Combining her experience in human resources at a Fortune 10 oil company with a Ph.D. in Psychology from the University of Southern California, Dr. Frankel is a pioneer in the field of business coaching. Her book Stop Sabotaging Your Career (formerly titled Overcoming Your Strengths), based on her coaching experiences, is a must-read for both men and women. For the past two decades her unique formula has helped thousands of people to create winning strategies to achieve superior career success and business goals.”

Frankel’s books are clearly written, down to earth and inspiring.

A 4 hour work week?

I’m on vacation this week so this will be a brief entry to share a few thoughts about a book I picked up to read on hols.

It is called “The 4 hour work week” by Tim Ferriss and is on the NY Times #1 non fiction best seller’s list. I have to say I am a bit conflicted about the book but I read it from cover to cover and went to his blog several times so he’s clearly doing something right. The conflict is that I find this book at once fascinating and a bit unsettling. Ferriss will clearly do well in life as he’s a very high energy rule breaker who loves to debunk the way things work and explore how far you can push yourself (physically, intellectually and societally, how to push the limits of all sorts of rules) but I am not sure his ideas will work for everyone. This book is really destined for those of you who have an entrepreneurial spirit and want to strike it on your own or those of you who want to explore ways of working part time.

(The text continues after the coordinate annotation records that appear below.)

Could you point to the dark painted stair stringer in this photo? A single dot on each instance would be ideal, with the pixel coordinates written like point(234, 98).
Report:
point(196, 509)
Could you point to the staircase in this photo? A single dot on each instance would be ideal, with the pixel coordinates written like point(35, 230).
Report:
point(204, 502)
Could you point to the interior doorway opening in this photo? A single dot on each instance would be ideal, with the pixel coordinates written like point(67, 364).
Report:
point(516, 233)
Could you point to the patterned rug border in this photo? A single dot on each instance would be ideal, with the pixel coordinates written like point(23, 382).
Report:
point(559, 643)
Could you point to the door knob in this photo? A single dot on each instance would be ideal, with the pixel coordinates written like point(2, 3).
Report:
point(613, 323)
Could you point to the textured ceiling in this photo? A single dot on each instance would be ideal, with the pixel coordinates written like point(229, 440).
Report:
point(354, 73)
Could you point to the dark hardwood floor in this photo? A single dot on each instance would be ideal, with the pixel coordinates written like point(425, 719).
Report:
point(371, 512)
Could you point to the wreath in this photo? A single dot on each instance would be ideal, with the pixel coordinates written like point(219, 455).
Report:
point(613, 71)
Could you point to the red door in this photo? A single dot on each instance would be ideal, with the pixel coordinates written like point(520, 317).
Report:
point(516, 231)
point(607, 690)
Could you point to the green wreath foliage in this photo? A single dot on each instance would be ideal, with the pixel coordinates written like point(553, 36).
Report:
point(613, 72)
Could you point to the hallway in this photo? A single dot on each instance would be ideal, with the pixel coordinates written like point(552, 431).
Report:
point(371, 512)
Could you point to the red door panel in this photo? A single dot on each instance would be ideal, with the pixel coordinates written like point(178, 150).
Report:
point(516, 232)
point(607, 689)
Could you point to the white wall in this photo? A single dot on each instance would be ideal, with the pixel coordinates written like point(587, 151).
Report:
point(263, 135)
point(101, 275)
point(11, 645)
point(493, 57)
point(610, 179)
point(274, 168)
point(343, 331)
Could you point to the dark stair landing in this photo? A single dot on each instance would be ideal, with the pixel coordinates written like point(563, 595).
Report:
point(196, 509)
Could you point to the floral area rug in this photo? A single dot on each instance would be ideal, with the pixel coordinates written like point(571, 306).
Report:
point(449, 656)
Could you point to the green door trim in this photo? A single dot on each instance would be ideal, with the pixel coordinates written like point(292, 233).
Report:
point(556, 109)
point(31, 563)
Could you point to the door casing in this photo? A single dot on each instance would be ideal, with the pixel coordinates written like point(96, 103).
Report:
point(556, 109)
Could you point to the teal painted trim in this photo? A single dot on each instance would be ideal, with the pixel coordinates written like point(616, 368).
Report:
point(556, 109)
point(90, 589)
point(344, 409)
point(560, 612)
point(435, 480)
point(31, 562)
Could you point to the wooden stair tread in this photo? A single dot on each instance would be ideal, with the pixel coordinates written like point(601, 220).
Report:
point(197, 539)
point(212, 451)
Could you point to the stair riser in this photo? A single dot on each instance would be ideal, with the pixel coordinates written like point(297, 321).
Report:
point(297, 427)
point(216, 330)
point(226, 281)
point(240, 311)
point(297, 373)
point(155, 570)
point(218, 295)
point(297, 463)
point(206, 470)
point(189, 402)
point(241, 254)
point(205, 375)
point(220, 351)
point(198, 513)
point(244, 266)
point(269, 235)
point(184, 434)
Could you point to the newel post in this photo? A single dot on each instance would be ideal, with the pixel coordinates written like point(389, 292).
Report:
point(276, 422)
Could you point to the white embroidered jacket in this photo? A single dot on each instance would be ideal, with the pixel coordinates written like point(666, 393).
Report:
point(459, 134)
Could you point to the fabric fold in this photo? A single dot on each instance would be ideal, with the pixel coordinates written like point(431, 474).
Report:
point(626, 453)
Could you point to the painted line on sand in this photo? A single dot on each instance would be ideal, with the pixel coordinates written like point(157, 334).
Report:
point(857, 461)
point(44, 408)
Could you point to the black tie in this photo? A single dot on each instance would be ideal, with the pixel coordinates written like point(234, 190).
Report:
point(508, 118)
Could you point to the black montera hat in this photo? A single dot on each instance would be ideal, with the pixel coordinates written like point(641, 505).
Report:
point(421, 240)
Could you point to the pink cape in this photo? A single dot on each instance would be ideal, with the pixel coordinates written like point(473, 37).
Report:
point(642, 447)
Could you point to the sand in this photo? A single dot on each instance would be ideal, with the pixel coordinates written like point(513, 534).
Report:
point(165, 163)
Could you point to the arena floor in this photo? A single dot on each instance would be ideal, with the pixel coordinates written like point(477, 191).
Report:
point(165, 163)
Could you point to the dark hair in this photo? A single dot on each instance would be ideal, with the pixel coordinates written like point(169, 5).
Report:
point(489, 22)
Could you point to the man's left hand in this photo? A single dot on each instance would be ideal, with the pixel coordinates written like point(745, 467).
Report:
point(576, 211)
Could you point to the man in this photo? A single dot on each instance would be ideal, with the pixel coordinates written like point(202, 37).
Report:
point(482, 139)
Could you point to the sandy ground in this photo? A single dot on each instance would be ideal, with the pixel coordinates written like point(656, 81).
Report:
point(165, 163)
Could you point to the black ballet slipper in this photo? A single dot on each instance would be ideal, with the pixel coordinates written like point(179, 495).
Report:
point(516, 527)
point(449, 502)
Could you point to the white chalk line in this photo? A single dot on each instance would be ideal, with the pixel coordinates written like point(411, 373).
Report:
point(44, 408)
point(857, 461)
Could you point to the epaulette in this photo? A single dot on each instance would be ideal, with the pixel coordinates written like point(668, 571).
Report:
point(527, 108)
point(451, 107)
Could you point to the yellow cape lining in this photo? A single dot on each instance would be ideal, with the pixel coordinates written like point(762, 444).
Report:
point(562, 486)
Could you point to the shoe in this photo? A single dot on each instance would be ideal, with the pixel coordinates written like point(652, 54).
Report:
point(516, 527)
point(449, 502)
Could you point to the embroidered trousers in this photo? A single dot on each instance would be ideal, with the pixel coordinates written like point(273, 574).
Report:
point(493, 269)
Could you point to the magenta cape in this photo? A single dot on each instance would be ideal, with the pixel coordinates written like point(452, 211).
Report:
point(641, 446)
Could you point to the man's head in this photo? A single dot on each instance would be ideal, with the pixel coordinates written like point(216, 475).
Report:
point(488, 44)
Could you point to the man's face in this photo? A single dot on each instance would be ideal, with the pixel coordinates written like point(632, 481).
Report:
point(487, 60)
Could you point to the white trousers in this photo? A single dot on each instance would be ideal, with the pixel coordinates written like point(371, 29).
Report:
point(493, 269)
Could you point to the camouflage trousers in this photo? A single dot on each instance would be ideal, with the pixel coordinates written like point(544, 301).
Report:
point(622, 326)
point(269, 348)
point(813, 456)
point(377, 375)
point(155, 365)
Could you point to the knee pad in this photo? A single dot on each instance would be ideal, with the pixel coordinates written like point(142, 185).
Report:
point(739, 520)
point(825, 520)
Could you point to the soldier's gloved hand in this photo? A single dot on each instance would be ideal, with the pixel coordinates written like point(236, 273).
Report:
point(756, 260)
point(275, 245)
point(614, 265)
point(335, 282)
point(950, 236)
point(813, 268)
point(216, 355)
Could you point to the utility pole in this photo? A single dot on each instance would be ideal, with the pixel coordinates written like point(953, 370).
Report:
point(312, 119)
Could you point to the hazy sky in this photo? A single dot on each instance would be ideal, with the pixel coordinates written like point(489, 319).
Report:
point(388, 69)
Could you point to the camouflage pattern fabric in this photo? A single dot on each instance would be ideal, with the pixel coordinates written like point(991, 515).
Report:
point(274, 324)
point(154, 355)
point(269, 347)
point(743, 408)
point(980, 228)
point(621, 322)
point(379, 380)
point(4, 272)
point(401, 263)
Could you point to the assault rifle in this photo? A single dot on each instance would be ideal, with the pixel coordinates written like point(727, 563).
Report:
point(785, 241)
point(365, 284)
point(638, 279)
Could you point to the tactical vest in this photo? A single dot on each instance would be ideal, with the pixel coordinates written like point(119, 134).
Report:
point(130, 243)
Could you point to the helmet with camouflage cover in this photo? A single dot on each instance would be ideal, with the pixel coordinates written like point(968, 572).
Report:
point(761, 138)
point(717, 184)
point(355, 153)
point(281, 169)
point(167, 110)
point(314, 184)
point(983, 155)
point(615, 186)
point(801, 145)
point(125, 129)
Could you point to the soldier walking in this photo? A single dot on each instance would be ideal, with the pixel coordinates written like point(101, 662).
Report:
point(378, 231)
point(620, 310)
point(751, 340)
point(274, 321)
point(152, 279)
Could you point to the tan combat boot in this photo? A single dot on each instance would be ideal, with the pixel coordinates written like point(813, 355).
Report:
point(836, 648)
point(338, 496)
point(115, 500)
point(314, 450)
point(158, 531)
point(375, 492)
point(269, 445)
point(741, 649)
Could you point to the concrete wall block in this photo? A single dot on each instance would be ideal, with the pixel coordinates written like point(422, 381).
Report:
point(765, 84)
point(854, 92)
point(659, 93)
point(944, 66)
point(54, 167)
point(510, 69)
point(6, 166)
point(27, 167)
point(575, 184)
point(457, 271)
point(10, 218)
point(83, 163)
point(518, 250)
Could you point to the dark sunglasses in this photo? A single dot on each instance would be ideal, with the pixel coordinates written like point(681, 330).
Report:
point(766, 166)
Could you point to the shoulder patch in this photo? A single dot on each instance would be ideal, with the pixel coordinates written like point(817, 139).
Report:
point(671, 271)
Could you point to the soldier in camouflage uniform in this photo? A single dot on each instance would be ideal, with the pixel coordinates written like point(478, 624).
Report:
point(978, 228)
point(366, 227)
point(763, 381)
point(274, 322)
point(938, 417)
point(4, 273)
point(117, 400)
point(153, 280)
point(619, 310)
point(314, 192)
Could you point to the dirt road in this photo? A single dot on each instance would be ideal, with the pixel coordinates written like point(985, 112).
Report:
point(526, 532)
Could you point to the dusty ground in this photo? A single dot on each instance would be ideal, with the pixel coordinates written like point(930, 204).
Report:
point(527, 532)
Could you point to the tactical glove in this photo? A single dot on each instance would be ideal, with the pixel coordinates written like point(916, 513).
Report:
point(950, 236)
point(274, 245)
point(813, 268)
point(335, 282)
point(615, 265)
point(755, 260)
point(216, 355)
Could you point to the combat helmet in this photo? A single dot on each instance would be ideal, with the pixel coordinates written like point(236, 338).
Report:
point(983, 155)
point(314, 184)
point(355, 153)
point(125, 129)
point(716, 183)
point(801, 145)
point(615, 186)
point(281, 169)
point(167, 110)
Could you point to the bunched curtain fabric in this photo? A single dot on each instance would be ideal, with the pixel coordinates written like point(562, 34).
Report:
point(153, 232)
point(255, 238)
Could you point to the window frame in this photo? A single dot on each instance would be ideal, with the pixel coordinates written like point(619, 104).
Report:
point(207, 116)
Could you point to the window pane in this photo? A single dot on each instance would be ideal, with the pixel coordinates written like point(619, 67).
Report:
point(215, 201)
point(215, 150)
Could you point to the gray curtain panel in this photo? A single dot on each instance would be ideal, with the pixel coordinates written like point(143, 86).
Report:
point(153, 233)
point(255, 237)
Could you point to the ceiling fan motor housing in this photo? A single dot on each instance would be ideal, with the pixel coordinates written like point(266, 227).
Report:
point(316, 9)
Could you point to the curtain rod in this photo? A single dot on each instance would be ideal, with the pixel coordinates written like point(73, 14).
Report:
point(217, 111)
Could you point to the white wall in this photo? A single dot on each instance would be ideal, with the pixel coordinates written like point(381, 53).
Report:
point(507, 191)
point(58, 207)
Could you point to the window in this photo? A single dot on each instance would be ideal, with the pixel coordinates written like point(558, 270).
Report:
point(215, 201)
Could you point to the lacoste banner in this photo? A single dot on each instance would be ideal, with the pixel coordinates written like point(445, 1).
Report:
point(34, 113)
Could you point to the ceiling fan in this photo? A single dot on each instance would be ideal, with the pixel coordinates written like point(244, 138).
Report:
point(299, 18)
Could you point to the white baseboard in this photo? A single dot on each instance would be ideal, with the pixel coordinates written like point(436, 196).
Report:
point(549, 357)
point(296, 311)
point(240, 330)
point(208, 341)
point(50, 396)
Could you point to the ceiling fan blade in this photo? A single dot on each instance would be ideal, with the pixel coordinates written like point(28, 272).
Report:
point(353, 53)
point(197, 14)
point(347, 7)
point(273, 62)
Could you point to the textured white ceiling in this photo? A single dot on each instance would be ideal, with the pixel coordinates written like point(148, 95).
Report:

What I particularly enjoyed were his observations of the current entrepreneurial “rat race.” Ferriss’ take home message is the following: in the search for MORE (more money to buy more stuff, the corporate rat race, working 70 hours a week, being trapped in the cycle of work/overtime/more work/collapse for the weekend/start again), many of us have forgotten how to live simply and focus our energy on our health and quality of our life experiences.

See his blog entry of September 4th 2007:

New Research and a Dirty Truth: Read This Before Chasing the Dollar by Tim Ferriss

“74.64% of Americans would rather get Fridays off vs. a 20% raise”

He writes: “Basically, even permanent increases in income have little effect on perceived happiness, as we compare ourselves to those above us, no matter how much progress we make. Material goods give us a short-lived happiness sugar high, and we seem committed to making ourselves miserable. […]

“Just remember: it is entirely possible — in fact, common — to be a success in business and a failure in life”

End quote (view the article in its entirety at

I loved that last sentence. Do you know someone who is a success in business and a failure in life?